Wineries are dependent on visitors who tour and purchase products. "It was dead, not a soul," lamented Levy. "But fortunately, we sustained no loss of life, and that's what's important. They can kill the business, as long as human life is spared."
Although Carmel, Israel's oldest winery, has its headquarters in Rishon le Tzion in the central plain, it has a number of vineyards up north. Winemaker Lior Laxor is also postponing judgment until the harvest is in.
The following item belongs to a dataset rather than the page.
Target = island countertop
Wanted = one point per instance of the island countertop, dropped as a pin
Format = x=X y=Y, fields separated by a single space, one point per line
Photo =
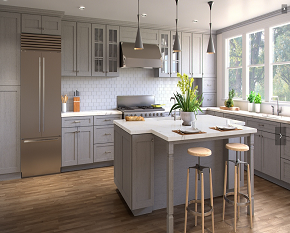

It has just now begun to be collected; the Ben Zimra area got many hits from rockets, which pelted the north day after day in July and early August.
"Often, there were fires that needed to be extinguished," explained Laxor.
"And during the fighting, we also missed the leafing and spraying rituals that pre-empts the harvest," he further bemoaned. "But the crop looks healthy and abundant. We are hopeful."
Hamasrek -- like Castel -- was protected in the Judean Hills, but the call came to chief winemaker Nahum Greengrass that he was needed on the front lines. Before answering the call, he recruited his brother to come in and mind the store -- the vineyard, that is.
"After all," he reminded his sibling, "isn't that what brothers are for?"